FLERP, I took your advice. Thank you.
And by “something”, I do of course mean “someone”…
What ARE you talking about? Threatening you in what way? I’m stating verifiable facts. There are no threats made or implied in anything I’ve said.
“I do not have any independent facts. I printed an email that I received from another country. I checked the names of the individuals mentioned in the email on Twitter, and they are young men. I deleted their twitter handles so they could not be identified. I verified by googling that Mr. Lueck is in charge of global security for Pearson. What else should I check?”

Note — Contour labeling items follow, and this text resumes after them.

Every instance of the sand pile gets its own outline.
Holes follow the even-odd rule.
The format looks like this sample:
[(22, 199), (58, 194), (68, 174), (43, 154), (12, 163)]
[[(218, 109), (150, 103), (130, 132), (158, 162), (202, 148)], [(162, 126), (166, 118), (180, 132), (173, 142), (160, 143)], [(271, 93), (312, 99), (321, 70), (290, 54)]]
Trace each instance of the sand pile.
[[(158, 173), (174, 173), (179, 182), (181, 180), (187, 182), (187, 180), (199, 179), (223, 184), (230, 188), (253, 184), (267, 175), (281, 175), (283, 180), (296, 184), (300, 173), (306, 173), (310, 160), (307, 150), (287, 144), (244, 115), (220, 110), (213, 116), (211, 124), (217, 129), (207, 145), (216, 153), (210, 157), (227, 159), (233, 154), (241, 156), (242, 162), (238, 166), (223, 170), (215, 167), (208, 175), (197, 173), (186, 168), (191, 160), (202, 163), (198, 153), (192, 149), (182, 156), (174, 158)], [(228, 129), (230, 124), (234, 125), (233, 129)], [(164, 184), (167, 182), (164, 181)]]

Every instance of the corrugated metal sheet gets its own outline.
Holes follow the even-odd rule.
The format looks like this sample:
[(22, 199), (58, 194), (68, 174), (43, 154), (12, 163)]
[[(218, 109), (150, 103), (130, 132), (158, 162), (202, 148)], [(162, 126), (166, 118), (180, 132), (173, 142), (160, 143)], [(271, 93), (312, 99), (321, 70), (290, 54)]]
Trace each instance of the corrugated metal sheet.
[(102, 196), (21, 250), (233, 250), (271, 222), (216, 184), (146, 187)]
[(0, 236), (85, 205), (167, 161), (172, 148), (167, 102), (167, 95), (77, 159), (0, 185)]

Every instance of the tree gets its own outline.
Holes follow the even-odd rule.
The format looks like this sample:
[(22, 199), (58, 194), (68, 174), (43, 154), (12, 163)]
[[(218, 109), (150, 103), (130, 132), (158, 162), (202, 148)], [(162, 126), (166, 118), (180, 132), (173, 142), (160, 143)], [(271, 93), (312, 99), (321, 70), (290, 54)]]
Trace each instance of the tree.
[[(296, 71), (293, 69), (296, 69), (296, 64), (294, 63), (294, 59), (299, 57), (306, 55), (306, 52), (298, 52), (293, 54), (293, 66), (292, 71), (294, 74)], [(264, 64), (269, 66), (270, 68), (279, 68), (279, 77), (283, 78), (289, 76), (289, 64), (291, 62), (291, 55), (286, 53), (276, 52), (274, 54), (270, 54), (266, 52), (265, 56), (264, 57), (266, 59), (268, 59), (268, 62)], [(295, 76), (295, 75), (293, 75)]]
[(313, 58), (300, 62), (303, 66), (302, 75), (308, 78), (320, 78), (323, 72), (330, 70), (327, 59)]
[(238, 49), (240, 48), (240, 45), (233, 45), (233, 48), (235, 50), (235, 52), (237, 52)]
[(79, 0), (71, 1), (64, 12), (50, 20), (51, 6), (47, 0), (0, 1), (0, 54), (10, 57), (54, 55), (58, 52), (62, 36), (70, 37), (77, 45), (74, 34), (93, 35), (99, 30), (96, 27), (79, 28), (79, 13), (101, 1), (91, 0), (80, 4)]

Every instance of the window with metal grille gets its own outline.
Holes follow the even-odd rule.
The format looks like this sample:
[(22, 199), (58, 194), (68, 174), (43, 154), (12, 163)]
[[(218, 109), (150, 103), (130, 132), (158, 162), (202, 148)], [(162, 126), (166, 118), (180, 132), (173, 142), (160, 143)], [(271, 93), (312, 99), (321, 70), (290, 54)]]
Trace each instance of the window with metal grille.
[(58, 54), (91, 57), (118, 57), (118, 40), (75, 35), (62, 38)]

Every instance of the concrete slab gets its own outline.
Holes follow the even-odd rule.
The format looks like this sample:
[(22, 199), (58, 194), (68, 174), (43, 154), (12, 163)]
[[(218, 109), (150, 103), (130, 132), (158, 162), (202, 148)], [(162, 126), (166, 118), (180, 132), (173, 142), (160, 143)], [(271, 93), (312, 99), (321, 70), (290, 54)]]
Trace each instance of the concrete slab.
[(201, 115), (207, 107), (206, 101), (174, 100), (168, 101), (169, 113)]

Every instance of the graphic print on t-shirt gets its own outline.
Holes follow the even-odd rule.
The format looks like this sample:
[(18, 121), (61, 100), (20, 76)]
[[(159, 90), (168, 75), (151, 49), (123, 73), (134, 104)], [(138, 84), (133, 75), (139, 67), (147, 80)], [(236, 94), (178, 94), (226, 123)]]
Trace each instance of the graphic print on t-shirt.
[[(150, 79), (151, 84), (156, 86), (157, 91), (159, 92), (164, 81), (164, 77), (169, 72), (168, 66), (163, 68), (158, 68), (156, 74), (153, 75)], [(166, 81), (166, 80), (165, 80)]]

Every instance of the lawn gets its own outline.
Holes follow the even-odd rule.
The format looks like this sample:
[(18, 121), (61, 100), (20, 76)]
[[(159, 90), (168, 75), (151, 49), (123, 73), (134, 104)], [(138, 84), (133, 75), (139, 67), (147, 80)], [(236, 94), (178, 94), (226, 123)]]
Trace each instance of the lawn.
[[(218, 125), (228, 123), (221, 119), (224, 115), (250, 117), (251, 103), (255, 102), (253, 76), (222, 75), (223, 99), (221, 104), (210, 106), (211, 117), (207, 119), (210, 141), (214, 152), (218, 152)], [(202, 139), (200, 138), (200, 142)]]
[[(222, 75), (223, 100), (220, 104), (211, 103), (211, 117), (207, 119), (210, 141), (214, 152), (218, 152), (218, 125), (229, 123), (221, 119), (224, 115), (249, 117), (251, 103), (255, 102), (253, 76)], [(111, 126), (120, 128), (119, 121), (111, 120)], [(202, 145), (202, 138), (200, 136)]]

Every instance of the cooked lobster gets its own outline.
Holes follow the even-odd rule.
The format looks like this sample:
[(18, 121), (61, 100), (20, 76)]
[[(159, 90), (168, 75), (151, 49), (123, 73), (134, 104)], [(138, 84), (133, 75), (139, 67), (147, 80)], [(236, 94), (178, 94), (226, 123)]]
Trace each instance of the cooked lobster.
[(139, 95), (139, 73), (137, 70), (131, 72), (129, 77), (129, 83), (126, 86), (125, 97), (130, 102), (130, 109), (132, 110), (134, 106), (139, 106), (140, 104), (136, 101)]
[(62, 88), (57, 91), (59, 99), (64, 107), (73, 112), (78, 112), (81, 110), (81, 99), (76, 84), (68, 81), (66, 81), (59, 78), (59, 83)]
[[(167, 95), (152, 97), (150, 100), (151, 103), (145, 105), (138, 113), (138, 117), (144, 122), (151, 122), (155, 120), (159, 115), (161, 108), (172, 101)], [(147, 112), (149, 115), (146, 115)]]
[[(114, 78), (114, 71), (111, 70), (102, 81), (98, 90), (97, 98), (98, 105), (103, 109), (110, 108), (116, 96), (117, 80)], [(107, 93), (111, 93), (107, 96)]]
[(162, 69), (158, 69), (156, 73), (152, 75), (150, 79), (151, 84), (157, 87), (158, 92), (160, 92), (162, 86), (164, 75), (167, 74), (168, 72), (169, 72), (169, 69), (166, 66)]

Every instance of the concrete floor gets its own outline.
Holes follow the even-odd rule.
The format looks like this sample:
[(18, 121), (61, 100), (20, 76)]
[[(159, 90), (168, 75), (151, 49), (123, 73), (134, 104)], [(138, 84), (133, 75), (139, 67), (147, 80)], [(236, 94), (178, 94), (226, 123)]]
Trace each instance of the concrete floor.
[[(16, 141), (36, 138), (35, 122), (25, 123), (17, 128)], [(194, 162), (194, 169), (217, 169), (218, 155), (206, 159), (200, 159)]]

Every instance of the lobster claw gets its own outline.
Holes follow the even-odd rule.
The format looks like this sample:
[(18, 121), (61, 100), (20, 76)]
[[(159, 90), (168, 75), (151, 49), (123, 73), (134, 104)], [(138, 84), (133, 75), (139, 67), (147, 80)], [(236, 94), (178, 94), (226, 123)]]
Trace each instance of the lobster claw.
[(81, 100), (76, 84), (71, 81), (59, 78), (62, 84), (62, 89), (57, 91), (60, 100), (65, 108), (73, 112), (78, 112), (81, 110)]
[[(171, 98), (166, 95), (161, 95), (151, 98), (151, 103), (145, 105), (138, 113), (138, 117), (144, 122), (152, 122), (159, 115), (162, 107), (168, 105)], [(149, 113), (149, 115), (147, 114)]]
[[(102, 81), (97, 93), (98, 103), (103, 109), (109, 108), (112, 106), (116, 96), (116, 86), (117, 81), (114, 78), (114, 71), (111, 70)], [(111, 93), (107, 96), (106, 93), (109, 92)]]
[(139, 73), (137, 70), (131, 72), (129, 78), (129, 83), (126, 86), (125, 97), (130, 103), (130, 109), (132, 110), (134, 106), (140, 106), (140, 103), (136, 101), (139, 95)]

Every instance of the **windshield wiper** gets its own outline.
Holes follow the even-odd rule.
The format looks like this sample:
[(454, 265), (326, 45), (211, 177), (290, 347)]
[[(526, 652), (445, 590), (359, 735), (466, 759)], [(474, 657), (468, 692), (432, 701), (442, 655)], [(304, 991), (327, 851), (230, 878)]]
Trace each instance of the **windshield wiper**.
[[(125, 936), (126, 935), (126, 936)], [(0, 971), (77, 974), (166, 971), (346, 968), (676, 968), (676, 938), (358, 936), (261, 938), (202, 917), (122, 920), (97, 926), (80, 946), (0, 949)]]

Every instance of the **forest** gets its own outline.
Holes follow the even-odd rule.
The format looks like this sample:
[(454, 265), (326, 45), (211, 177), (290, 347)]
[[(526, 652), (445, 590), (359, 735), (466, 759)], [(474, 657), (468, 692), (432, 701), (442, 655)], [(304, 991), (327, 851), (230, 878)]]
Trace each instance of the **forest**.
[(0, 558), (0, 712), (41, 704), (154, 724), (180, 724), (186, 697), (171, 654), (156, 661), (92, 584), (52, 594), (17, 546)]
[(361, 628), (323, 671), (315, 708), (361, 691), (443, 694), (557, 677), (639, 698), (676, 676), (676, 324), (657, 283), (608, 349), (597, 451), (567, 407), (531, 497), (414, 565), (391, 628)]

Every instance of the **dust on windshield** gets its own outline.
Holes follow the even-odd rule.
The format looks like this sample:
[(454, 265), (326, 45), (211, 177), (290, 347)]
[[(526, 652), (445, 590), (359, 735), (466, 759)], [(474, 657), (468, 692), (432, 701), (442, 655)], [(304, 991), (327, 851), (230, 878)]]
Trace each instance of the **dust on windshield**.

No, nothing, that’s all great journalism – printing emails and using Twitter and Google for facts seems legit.
Oh, except Marc isn’t in charge of global security, it’s threat management. And I could create a profile on twitter that said I was a 20 year old barmaid from Leicester. I could also write you an email that said all of the above, proving that he was molesting me at weekends. But he isn’t.
The source, the person Marc pays for, is breaking the law. It will be a pretty simple exercise to trace the provider of that report. The person stealing Pearson IP without paying is breaking the law. The intent behind finding them will not be to prosecute, perhaps to educate, certainly to find better ways of protecting Pearson IP.
You are supporting illegal actions. These are facts, not threats. Don’t keep twisting my words, I’m not stupid, and I’m not going to have you arrested, if that’s what you mean. I have nothing to prove, Marc is not at fault here, but you certainly are.
Very little point in redacting a report that has already been published online, cached and copied from the source page. Again, if you understood the web, what information security is, or threat management, you’d possibly get that.
I suspect that Marc will just talk to the person responsible and ask that they air their concerns internally before going to anti-Pearson blogs (I won’t say “press” as it hardly applies). He would be justified in having the leaker fired and/or cautioned by authorities by the way – but I know he doesn’t work like this.
Threat Management by the way – read the words. It’s about MANAGING, that is making sure it is controlled, the THREAT, that is, people or things that are exploiting vulnerabilities in your infrastructure that expose you to a loss of revenue. Marc is not arresting, prosecuting or even naming people, he is making sure he knows who is accessing Peason owned IP so that if that threat becomes worse, different, larger, he knows where it started, how to stop it, how resources are best used. I suspect in this case, once the knowledge was gained it was filed and not pursued.
You could take a leaf out of that particular book.